Boys playing with toy guns in a suburb of Maputo. U.N./Pernaca Sudhakaran photo

How to make yourself irrelevant

Part of the problem is also the refusal of RENAMO’s leadership to engage with the political processes of a multi-party democracy. Some of the movement’s grievances are legitimate, like the challenge to the electoral law — which favours FRELIMO — or the growing concentration of wealth in the hands of a few.

But Dhlakama never managed to effectively use political negotiation to influence these practices, instead relying on an uncompromising stance, maximalist demands and political threats.

Combined with a steadily weakened political base, RENAMO was made political irrelevant by this strategy. And instead of changing his approach, Dhlakama doubled down, first moving from the capital to his home province of Nampula and later to RENAMO’s wartime base of Santungira in the remote bush near Gorongosa.

To make up for political weight it lost, RENAMO also returned to using violence as leverage. Its veteran fighters started to attack police and military personnel, as well as the country’s main north-south road, claiming several dead on both sides. The government reacted with increasing the presence of the military in the area around Santungira and finally surrounding and storming the base on Monday.

RENAMO leader Afonso Dhlakama after undergoing demobilization through the United Nations in 1994. U.N./Grant Neuenburg photo

Too old for war, too incompetent for peace

The risk of a return to full-scale civil war is slim, even though the latest escalation of the conflict is worrying. Neither the government military nor RENAMO are prepared for large-scale hostilities, with RENAMO’s fighters and leaders and their weapons aging and with the movement lacking external support. Neither Mozambicans nor governments in the region have any appetite for violent conflict.

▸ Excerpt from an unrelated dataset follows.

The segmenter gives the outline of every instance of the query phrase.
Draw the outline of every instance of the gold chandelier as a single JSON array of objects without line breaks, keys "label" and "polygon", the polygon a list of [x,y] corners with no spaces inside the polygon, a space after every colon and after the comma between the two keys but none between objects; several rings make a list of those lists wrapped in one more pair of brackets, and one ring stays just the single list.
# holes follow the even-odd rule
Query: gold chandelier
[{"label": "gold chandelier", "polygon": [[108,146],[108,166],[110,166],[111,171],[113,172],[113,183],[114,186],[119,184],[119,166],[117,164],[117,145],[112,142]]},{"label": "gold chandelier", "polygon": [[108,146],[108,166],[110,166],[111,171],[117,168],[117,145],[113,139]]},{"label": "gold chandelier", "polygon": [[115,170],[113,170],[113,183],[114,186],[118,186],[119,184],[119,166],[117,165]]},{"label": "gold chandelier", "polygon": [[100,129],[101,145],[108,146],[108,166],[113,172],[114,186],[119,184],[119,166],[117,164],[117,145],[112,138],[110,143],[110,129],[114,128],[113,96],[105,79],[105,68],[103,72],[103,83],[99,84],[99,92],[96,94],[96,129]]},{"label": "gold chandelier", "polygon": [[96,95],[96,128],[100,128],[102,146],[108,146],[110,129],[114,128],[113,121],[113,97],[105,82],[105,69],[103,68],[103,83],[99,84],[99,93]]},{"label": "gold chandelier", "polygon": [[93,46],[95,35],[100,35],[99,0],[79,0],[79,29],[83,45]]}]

But even small-scale guerrilla-style attacks could jeopardize Mozambique’s progress. The FRELIMO government will need to look for ways to bring RENAMO back into the fold, possibly by simply buying its key leaders off.

It should also take care to not use this opportunity to grab even more of the country’s political space and corresponding wealth and leave room for legitimate opposition. Otherwise the government risks alienating large parts of its population, increasing the risk of a legitimate threat to the country’s stability.